A year later, having transferred to Temple, I reunited on Thanksgiving morning with friends returning from college. Playing pinochle and drinking beer as we watched, we saw Sam Baker, in Detroit's snow and rain, kick four field goals in a 12-0 Eagles victory.
Marriage, moves, kids, and career ensued, but Thanksgiving football remained a constant. The family feast shifted from Olney to Edison, N.J., but the day always began with a local high school game and ended with football on the radio as, kids asleep in the minivan's rear, we made the long ride home.
Then, in 1990, before traveling to Edison, I had to cover a high school game, North Catholic at Frankford, for The Inquirer's Northeast Neighbors section.
For the first time since that morning decades before, I was back at Frankford Stadium, surely the city's most charming football venue.
Returning a favor, this time I brought my father along.

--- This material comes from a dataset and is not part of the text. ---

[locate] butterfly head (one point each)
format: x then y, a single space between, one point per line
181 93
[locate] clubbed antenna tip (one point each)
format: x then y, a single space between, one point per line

This year, my oldest daughter will set up a football-watching theater in the basement of her home so that all those early arrivers interested in the Eagles-Lions game can watch without disturbing the frenetic dinner preparations upstairs.
If things get too hectic, maybe I'll take the grandkids for a walk. I'll grab their little hands and set off. If we're lucky, we'll hear a muffled drumbeat in the distance. And we'll head in that direction.